Government (FDA) Regulation of LASIK Surgery

The government (FDA) regulates LASIK to keep it safe and effective

As technology has evolved, use of lasers has increased rapidly in medical and surgical interventions. With respect to the "eye health and medicine", laser use has increased more than anything, and the demand has pushed the price of powerful laser procedures even lower. As the price goes down, more and more people are considering opting for laser surgery to remove their cataracts and improve their eyesight (a procedure specifically known as LASIK). This is naturally creating more opportunity for misuse and injury especially when, according to an estimate, approximately 700,000 eyes will receive refractive surgery with LASIK devices by the end of year 2011.

FDA's Authority - What the FDA can do?
Fortunately, the FDA regulates radiation-emitting electronic products, including all types of lasers (including those used in LASIK). The agency sets radiation safety product performance standards that must be met by manufacturers before laser products can be legally sold (and used) in the U.S. market. The FDA even further extends this authority to testing laser products and inspecting displays of laser light shows to ensure the public is protected.

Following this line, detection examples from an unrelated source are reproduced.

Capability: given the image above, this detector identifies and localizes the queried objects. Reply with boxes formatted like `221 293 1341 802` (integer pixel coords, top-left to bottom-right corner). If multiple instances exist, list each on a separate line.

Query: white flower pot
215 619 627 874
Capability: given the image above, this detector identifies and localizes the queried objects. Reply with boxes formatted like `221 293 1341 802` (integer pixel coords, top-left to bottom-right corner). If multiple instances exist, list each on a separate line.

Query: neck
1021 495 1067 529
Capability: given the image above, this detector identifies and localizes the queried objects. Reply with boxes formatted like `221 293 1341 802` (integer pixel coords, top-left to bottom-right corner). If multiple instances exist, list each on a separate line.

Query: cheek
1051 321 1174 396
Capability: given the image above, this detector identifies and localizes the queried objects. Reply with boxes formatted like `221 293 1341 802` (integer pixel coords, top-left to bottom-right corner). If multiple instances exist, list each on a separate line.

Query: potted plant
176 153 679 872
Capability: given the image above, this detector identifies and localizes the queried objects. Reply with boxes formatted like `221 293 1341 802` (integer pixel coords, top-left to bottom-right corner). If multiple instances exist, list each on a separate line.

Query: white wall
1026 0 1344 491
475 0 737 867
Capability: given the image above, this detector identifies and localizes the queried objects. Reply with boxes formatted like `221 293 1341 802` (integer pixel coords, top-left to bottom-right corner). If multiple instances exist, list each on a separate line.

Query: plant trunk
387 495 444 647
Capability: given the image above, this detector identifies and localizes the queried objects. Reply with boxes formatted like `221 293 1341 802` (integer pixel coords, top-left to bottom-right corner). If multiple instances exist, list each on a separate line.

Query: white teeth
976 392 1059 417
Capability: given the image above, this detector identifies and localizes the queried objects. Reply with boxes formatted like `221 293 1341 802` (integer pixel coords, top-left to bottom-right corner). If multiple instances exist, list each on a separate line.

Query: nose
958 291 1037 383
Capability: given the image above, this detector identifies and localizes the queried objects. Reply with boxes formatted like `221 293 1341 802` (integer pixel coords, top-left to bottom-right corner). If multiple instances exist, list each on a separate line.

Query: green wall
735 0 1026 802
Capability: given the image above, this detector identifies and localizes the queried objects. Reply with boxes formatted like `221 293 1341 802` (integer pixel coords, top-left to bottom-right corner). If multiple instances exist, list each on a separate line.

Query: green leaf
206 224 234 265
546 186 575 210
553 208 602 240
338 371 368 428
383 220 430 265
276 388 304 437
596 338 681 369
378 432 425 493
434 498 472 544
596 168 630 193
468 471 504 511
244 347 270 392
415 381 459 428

In addition, the following points will help you understand the FDA's authority and its scope of regulations on laser-based procedures including LASIK:

The FDA's specific stance on LASIK
While it is true that the FDA does not have the authority of putting a ban on a specific kind of operation or surgery, the FDA can still impose certain conditions related with the use of the devices in any medical or surgical procedure including those practiced in the field of eye medicine and surgery. Under the Medical Device Amendments to the Federal Food, Drug, and Cosmetic Act, the FDA has the authority to regulate all kinds of lasers including those used in medicine.

The Food and Drug Administration (FDA) recognizes four major hazard classes (I to IV) of lasers, including three subclasses (IIa, IIIa, and IIIb). The higher the class, the more powerful is the laser and the potential to pose serious danger if used improperly.

The lasers which are used to perform LASIK eye surgery fall under FDA class IV and IEC (International Electro-technical Commission) class 4 that recognizes LASIK laser as a "device that may pose an immediate skin hazard and eye hazard from exposure to either the direct or reflected beam and may also present a fire hazard."

FDA also necessitates that the class designation, ranging from Class I to IIIa. Class IIIb and IV products should be used only by individuals with proper training and in applications where there is a legitimate need for these high-powered products.

While FDA has approved the lasers and tools used in the LASIK procedure in people 18 years and older with stable eyesight, it strictly advises to avoid LASIK during pregnancy and in those having eye diseases in the past.

It should also be noted that all the data related with LASIK use, surgery (use or abuse) and any post-surgical (after surgery) adverse or side effects fall under FDA jurisdiction under 21 CFR, Part 5.10.

Conclusion
In short, the Food and Drug Administration (FDA) is concerned about the increased market availability of all kinds of lasers and on the internet of certain types of laser products, some of which are being sold marketed illegally. In addition, FDA is also actively working to discourage online promotion of illegal lasers and online video testimonials that blatantly promote LASIK.